I am running a CFA with 9 indicators and one hypothetical factor. All indicators are binary, so I'm using WLSMV, which first runs a tetrachoric correlation and then models the CFA from there. My model fit stats are pretty solid: pvalue of Chi2 is 0.453, CFI is 0.999, TLI is 0.999, and RMSEA is 0.003 (w/ pvalue=1).
The indicator loadings are also reasonable, with most loadings between 1 and 1.3, and the smallest being 0.6. So far, so good, evidence of an underlying latent trait.
When I look at the indicator error variance, however, that's where things get fishy. Variances range from 0.6 to 0.96, with over half of the indicators having error variance over 0.8. Just to test things out, I ran an EFA (off of the tetrachoric matrix) and had similar results, with very small communalities.
Related, with 9 indicators reliability (as measured by Alpha, which of course will underestimate as it is a congeneric model) is low at 0.52. McDonald's omega, a better stat, is only 0.53.

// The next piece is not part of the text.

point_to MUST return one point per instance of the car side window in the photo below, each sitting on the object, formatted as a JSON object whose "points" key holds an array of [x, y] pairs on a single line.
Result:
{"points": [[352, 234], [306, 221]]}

So how should I be interpreting these results? My current understanding is that I have a latent variable, but my indicators are poor measures, as evidenced by the high error variances/low communalities, and low reliability.
Binary indicators can have low reliability. And that in turn can contribute to a well-fitting model due to low power. The real question is how useful the model is - for instance does the factor give a significant slope in predicting a later outcome?
Unfortunately I am not able to look at prediction at this point, but eventually I hope to be able to do that.
I'm not sure I follow how the low power can lead to a well-fitting model. Is that because you cannot pick up real changes in fit through significance testing, say through Chi2? Would that affect fit indices like CFI and TLI as well?